Watching an athlete fall out of love with their sport and then return to it lighter, freer, and happier does something powerful to the people watching. It doesn’t just inspire you, it heals you — especially if you’re a former competitive athlete like myself. Alysa Liu’s return to figure skating — and her 2026 Winter Olympics gold medal win — isn’t just about medals or rankings or comeback headlines: It’s about rediscovering joy after pressure tried to take it away. And for girls who grew up in competitive sports, that kind of narrative hits deep.

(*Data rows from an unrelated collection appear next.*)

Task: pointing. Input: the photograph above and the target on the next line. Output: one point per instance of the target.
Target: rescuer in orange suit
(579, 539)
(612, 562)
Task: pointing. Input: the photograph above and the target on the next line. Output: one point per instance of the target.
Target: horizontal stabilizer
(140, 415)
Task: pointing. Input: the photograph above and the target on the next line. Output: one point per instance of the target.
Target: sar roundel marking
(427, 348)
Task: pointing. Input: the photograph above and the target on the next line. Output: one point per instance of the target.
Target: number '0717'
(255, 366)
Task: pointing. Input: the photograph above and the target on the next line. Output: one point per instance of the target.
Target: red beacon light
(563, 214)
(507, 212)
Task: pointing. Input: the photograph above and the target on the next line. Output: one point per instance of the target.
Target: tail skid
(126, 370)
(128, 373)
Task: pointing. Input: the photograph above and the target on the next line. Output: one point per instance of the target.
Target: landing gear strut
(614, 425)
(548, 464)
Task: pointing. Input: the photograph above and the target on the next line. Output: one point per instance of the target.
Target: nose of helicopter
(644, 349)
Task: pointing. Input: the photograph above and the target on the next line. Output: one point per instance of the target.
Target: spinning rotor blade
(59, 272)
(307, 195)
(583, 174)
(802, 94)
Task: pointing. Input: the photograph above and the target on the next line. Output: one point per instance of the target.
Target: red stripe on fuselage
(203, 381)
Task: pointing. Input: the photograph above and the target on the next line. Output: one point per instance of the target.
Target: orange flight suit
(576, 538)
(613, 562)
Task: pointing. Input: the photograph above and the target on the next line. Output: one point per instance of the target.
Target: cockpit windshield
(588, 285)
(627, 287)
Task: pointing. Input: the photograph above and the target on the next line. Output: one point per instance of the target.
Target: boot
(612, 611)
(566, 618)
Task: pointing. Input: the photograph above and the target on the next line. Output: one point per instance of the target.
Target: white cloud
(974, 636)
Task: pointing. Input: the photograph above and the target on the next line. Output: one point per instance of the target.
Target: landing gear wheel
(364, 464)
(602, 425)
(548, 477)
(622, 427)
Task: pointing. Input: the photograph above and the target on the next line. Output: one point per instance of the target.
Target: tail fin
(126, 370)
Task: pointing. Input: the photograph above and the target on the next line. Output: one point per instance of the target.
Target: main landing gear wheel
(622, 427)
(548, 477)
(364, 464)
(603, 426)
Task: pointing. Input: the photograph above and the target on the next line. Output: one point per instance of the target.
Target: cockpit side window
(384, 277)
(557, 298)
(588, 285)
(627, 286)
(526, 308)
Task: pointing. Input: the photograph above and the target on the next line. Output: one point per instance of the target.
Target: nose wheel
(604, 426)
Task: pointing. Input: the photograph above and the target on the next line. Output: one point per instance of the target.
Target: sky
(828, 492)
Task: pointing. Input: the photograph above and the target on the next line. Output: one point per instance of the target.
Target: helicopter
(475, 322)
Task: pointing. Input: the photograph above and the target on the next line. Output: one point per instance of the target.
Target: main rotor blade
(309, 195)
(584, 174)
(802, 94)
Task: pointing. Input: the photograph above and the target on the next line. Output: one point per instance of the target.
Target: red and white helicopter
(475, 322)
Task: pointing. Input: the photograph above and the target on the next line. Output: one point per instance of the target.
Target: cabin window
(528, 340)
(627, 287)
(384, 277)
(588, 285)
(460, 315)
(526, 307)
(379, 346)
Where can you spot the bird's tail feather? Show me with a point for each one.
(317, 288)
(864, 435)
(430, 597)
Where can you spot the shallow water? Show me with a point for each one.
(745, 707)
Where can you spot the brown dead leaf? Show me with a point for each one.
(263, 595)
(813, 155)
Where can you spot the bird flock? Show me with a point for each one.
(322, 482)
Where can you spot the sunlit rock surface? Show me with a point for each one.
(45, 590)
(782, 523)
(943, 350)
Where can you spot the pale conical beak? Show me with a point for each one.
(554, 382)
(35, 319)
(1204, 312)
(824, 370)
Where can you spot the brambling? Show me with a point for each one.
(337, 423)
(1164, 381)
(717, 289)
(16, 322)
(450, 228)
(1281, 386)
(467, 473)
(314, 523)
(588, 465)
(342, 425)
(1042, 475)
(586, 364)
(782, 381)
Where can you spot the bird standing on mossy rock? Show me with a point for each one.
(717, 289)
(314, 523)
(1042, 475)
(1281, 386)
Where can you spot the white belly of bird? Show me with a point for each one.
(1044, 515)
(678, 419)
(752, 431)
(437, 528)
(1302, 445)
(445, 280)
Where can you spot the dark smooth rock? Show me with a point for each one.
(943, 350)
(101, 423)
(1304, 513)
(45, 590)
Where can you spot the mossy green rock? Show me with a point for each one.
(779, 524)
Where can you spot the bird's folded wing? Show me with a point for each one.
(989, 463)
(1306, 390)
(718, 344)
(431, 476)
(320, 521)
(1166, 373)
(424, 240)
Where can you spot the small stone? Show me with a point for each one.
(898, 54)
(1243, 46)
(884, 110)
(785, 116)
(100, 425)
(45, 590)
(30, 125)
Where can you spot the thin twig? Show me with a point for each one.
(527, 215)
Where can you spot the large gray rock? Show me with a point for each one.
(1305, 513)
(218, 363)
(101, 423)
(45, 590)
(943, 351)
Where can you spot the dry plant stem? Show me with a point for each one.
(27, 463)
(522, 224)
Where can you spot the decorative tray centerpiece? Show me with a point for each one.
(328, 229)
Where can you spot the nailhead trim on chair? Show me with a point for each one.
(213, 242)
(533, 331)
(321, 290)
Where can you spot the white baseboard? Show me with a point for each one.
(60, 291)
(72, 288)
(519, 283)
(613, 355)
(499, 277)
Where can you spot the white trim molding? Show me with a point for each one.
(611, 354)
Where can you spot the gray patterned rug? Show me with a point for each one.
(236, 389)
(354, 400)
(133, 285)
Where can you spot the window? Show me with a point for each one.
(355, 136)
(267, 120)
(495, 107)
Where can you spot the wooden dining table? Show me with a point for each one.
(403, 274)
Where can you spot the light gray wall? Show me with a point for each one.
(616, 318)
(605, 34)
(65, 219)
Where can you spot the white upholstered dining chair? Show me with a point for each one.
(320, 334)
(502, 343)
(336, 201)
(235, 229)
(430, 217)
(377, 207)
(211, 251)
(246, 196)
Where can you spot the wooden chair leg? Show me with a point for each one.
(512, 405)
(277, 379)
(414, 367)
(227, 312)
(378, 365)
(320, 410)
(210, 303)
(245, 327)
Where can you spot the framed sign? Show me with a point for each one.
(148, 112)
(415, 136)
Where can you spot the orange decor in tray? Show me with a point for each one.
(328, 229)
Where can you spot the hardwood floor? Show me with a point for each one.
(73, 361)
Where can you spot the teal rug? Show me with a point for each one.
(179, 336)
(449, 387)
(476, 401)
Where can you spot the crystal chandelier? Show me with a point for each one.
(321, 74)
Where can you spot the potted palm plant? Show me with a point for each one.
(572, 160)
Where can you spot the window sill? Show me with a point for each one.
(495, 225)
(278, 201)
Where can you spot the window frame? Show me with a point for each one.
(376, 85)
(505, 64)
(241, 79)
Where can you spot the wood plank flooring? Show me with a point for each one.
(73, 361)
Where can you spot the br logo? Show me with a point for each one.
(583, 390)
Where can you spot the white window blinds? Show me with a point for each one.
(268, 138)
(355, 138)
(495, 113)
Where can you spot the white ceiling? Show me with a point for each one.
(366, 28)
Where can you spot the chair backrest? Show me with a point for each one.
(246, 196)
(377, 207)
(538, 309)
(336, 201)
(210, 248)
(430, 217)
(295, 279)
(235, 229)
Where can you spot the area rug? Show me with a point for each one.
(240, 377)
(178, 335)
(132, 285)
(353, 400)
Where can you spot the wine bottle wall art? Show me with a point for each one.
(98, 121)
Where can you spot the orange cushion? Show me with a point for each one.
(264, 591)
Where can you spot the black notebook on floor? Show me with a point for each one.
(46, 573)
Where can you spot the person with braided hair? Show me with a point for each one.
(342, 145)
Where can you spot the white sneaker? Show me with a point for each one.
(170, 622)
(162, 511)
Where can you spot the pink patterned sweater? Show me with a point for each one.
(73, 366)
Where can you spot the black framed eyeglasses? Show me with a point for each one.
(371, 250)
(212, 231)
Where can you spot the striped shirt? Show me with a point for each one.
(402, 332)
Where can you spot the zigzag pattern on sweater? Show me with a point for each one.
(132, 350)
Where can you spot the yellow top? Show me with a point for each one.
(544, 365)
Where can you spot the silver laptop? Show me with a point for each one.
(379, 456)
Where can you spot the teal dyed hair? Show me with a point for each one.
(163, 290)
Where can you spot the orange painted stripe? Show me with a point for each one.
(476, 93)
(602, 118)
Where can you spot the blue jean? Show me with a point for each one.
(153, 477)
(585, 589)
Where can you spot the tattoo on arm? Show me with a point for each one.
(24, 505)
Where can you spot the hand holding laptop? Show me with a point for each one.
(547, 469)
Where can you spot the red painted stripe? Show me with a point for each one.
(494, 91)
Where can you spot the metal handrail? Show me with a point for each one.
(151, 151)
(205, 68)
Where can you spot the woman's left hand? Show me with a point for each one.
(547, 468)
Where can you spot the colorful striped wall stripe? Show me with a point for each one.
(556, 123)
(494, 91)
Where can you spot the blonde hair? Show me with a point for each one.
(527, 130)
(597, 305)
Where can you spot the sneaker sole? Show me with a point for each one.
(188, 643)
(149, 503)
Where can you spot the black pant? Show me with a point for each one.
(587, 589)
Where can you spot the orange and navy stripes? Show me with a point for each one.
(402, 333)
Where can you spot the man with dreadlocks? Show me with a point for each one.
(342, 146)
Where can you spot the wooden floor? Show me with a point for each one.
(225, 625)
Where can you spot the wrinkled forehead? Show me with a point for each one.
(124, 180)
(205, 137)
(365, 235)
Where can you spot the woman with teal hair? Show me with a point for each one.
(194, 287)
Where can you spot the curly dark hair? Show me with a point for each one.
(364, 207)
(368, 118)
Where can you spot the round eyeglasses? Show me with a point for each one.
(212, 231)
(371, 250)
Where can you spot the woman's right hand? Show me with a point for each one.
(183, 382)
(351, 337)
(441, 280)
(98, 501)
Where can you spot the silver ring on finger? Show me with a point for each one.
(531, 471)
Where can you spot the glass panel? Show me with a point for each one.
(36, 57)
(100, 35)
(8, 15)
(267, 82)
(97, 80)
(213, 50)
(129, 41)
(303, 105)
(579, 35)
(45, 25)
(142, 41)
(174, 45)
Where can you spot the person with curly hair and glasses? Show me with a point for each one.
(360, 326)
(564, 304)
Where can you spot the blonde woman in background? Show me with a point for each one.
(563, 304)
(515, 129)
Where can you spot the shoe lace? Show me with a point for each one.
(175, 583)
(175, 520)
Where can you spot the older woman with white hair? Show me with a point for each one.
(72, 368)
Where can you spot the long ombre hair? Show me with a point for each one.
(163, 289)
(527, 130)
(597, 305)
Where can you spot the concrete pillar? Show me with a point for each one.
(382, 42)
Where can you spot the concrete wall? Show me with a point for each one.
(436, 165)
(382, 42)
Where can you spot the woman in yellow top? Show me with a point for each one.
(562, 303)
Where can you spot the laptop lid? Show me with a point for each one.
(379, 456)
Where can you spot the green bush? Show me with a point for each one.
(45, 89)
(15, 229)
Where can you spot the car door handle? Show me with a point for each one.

If you were ever “the athlete girl,” you know exactly what I mean. For 14 years, my identity was soccer: Early morning runs, late-night practices, ice packs, cleats permanently living in my bag, turf beads all over my room… that was my life. I thrived on the competition. I loved the pressure, the adrenaline, and the feeling of proving myself. As an athlete, being intense but also composed was my superpower.
Everything changed for me during my freshman year of high school. A concussion and hip fracture took me out hard — not just off the field, but out of myself. When your entire routine, community, and confidence are built around your sport, losing it doesn’t just feel like losing a sport; it feels like losing your personality. Suddenly, you’re just… there, watching everyone else move forward while you’re stuck. It was almost like all the pressure and weight was something I craved again because I didn’t have it anymore.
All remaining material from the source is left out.